In an open letter to minister for green skills, circular economy and biodiversity Lorna Slater, the trade groups highlighted the continued lack of clarity on how the scheme will work and the action that small producers need to take to prepare.
The government’s own gateway review last year found that producers needed 12 to 24 months to prepare once “meaningful decisions” have been reached, yet these are still not known with only a few weeks left to register with the scheme administrator ahead of the legal deadline on 28 February.
The letter signed by the groups calls on Slater to introduce an 18-month grace period in the regulations and that without action small businesses will be “disproportionately impacted by the scheme’s requirements”.
The minister recently agreed to reopen the regulations, which provided a window of opportunity to agree and formalise the legal support they need while ensuring that DRS is launched on time with the vast majority of containers included.
In December, Slater indicated that the regulator Sepa (Scottish Environmental Protection Agency) would accept a “proactive and managed approach towards compliance”, yet without a legal footing this will create further uncertainty for small producers, the trade groups argue.
The letter states that “without a standardised, agreed and legal basis set out in regulations, there will be additional confusion in an already impossible situation.
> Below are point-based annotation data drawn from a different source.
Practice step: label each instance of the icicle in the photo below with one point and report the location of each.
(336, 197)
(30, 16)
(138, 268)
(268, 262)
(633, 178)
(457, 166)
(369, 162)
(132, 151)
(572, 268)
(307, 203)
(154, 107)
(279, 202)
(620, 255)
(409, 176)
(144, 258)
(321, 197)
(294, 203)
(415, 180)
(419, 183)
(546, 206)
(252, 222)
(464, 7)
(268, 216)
It will be very difficult for Sepa to agree different timetables for each of the thousands of small producers impacted by the scheme”.
In a joint statement, the trade associations said: “There are now only a few weeks left to save thousands of small producers that will be banned from selling bottles and cans in Scotland from August. They lack the finances and resources to meet the scheme’s requirements on time and need an 18-month legal grace period in the regulations and the option to opt in.
“Without this certainty it’s likely that consumers will lose out through reduced consumer choice and increased prices.”
The SWA has been collaborating with the Society of Independent Brewers, the Wine and Spirits Association, the Scotch Whisky Association and Scotland Food & Drink to explore ways to protect wholesalers that are importers and/or producers via a grace period.
SWA chief executive Colin Smith added: “A grace period will allow them to overcome the significant challenges they still face in trying to get ready to go live with DRS because there remain fundamental unanswered questions on key issues such as VAT, price-marked packs, IT system requirements, and what happens to stock in bonded warehouses.
“In addition, our request for a de-minimis on SKUs below a 50,000 unit per annum threshold would protect the availability and choice of a wide range of unique or limited low-volume SKUs that many wholesalers and their customers stock. This differentiates their offering versus their competitors.”